Will Cheveldayoff feel enough pressure from an increasingly antsy fan base to return to the playoffs that he spends on a veteran goaltender to work alongside Connor Hellebuyck? Perhaps Halak could be had at a discount if Snow would rather spend his millions elsewhere?
The Jets are hardly a cap team, but they have enough room to take on a year of bad money in 2017-18. After that, the price on core pieces Bryan Little, Nikolaj Ehlers and Jacob Trouba—all free agents in summer 2018—goes up.
New Jersey Devils Projected 2017-18 cap space: $21.33 million
Guiding a rebuilding squad in the sport’s toughest division, GM Ray Shero knows the Devils’ future is not now.
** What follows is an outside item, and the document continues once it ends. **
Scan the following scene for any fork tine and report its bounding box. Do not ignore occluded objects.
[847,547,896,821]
The Devils won the draft lottery and have five extra picks in the next two years.
They need to spend a bit on Keith Kinkaid or another backup goalie for Cory Schneider (who, reportedly, is not on the trade block) and give a nice raise to 22-year-old RFA defenceman Damon Severson.
But even with bad-on-paper contracts to Travis Zajac and Ryane Clowe on the books, Shero has the ability to swallow some bad money if it accelerates the rebuild.
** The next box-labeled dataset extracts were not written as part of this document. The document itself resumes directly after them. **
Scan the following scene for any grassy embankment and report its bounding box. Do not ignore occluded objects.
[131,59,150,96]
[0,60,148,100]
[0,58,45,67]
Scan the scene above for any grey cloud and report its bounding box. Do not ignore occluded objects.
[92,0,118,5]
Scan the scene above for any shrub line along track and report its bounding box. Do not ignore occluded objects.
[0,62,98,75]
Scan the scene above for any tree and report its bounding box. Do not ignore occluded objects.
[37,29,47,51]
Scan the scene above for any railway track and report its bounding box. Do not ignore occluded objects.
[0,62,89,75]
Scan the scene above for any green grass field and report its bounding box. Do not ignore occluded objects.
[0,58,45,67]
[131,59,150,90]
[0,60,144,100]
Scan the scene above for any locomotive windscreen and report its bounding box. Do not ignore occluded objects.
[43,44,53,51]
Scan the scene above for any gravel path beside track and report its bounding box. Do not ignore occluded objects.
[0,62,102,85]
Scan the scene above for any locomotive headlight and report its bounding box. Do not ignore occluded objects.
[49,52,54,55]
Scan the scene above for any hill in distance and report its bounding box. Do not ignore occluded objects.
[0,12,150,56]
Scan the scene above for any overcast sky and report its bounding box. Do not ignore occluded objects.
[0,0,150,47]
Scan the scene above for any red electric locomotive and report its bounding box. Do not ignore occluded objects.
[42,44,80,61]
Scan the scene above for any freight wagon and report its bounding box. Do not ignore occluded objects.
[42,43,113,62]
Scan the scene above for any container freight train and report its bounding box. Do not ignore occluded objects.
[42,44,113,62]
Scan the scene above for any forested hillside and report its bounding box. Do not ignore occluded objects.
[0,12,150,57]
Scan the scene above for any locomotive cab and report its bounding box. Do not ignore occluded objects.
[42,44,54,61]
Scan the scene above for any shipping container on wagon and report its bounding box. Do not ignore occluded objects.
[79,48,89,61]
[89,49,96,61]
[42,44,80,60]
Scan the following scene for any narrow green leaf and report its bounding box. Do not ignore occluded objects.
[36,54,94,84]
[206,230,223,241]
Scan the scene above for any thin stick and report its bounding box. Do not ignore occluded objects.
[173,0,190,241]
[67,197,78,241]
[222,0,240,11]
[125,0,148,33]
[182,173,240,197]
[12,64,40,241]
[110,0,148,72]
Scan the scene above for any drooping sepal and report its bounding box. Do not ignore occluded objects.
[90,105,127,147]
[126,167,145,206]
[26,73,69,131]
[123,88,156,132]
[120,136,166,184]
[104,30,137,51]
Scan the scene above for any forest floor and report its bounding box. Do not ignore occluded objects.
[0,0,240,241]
Arizona Coyotes Projected 2017-18 cap space: $25.87 million
No team has been so quick to use its cap space as a weapon than the Coyotes. Now that John Chayka is free of Datsyuk and Pronger’s contracts (but, hey, they’re still paying Bolland for two more seasons), you wonder if the NHL’s youngest GM would feel comfortable swallowing more bad money for a delayed payoff.
The ‘Yotes have plenty of young, cheap labour up front. Max Domi, Lawson Crouse and Christian Dvorak are all on their entry-level deals, and Memorial Cup MVP Dylan Strome should make the cut in the fall.
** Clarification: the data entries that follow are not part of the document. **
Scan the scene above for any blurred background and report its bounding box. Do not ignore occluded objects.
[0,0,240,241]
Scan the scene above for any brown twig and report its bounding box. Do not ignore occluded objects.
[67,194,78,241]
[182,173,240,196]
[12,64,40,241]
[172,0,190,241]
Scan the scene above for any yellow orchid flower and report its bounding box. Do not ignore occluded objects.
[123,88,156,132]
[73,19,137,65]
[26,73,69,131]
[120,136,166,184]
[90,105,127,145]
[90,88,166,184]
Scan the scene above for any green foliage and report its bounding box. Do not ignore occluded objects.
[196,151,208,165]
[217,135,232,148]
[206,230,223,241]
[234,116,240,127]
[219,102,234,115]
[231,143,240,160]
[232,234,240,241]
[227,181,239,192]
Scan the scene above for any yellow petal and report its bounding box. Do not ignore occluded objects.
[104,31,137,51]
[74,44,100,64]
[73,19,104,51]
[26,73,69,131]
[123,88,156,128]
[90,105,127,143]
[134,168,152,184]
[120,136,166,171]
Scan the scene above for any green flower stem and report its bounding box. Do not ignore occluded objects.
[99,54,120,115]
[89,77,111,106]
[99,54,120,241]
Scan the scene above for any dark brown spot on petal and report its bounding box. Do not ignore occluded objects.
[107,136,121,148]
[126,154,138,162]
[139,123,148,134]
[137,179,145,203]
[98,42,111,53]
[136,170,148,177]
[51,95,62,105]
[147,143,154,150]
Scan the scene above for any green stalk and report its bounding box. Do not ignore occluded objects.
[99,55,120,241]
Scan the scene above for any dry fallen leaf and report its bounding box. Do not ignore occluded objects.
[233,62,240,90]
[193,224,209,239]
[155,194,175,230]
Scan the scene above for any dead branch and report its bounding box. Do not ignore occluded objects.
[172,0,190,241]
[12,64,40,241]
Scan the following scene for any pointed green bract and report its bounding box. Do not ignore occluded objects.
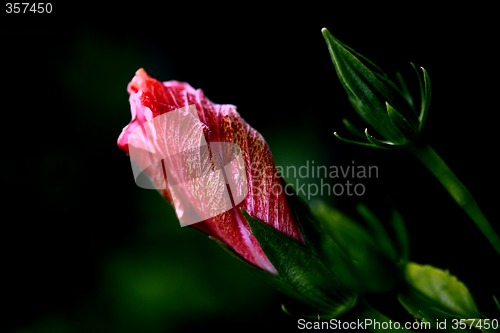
[322,28,430,149]
[243,211,357,316]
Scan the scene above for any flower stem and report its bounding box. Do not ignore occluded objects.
[408,143,500,254]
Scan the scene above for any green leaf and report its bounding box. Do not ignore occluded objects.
[398,262,481,321]
[356,203,399,262]
[312,201,402,292]
[242,210,357,316]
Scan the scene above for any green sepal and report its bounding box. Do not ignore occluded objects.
[312,201,402,292]
[242,210,357,316]
[398,262,481,332]
[322,28,413,143]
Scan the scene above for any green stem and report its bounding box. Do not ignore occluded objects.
[408,143,500,254]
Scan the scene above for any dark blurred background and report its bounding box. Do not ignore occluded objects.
[0,2,500,333]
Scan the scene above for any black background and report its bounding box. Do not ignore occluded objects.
[0,2,500,332]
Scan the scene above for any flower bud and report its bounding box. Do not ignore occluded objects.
[322,28,430,148]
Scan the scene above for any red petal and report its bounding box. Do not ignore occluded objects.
[118,69,303,273]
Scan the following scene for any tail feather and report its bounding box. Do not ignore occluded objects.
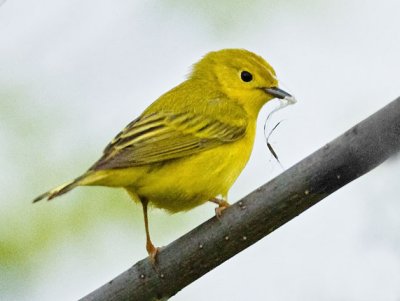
[33,176,84,203]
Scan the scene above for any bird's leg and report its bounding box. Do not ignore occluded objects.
[210,198,230,218]
[140,198,158,264]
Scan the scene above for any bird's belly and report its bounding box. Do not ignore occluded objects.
[133,138,252,212]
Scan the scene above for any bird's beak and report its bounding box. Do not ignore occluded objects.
[264,87,297,105]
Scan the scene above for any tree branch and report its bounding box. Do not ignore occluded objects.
[81,97,400,301]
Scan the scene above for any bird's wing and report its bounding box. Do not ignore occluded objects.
[90,112,247,170]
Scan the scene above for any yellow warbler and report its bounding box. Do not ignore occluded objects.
[34,49,294,259]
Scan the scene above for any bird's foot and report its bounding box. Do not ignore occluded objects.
[146,243,160,265]
[210,198,230,218]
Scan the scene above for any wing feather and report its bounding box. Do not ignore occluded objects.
[90,112,247,170]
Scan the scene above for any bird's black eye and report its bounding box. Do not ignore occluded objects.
[240,71,253,83]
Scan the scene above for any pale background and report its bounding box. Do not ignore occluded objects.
[0,0,400,301]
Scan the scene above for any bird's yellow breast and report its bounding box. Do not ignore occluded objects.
[92,118,255,212]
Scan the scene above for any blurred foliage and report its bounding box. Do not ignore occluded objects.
[0,85,200,299]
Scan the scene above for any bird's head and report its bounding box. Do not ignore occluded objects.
[191,49,296,114]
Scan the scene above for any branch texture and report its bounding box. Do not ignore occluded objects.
[81,98,400,301]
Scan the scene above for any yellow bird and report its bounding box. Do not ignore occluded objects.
[33,49,295,260]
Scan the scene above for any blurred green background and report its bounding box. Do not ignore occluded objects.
[0,0,400,300]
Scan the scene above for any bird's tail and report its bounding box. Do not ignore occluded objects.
[33,175,86,203]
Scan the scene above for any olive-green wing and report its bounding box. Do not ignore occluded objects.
[90,112,247,170]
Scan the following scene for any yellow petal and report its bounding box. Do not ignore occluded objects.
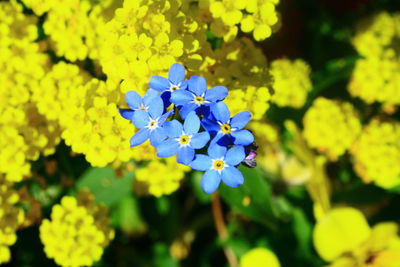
[240,248,281,267]
[368,222,399,252]
[253,24,272,41]
[313,208,371,261]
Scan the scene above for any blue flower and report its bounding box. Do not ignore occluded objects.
[171,75,228,119]
[201,102,254,146]
[119,89,158,120]
[130,96,173,146]
[190,144,245,194]
[149,63,187,107]
[157,112,210,165]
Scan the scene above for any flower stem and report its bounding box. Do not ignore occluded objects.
[211,192,239,267]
But familiar veterans Radim Vrbata, 35, and Shane Doan, 40, are both headed to unrestricted free agency and there’s no guarantee they come back. Some experience should be added to the mix. The Islanders and Blackhawks have plenty of 30-something forwards. Maybe Hartnell is a good fit here, if the Jackets toss in a pick or prospect.
Carolina Hurricanes Projected 2017-18 cap space: $27.39 million
We see the Hurricanes farther along in their (re)building process than the Devils, Coyotes or Knights. In 2017-18, this could be the team that, like the 2016-17 Maple Leafs or Blue Jackets, takes a giant step into the post-season and makes headlines around the league.
Even after they re-sign Teravainen and Brock McGinn, there will be money left over to acquire top-six forward help and/or take on another team’s unwanted contract.
Such is the luxury of having five skilled defencemen under age 26 making less than $1 million each. Things get trickier next summer, when Noah Hanifin, Klas Dahlbeck, Brett Pesce, Ryan Murphy and Jaccob Slavin all come knocking for raises.
Vegas Golden Knights Projected 2017-18 cap space: $68.5 million
Ah, a blank canvas.
This is what GMs dream of: not inheriting the mistakes of your predecessors.
McPhee’s cap will fill suddenly on June 21. The 30 players selected in his expansion draft must carry a total value that reaches at least $43.8 million (60 percent of 2016-17’s cap ceiling). In other words, he’ll be assuming a chunky contract or two.
No doubt, the five cap-crunched teams in this story are calling.
“Things are moving very quickly,” McPhee told the Las Vegas Review-Journal last week from Windsor, Ont., where he was scouting the Memorial Cup. “Our recent meetings went well and we feel like we’re very prepared. We’ll continue to do our homework right up until the drafts.”
This is a rare opportunity for a shrewd GM or two to unload a regrettable contract and give a player a fresh start with a brand-new team. Vegas wants to be competitive out of the gate to win over fans but won’t realistically be expected to contend for a number of years.
“We’ve had some very good conversations, but nothing has been done yet,” McPhee said. “Mostly, it has been teams calling us, and like I’ve said many times, we’re not going to do a deal just for the sake of doing it. If it will help our hockey club, then we’ll look long and hard at it.”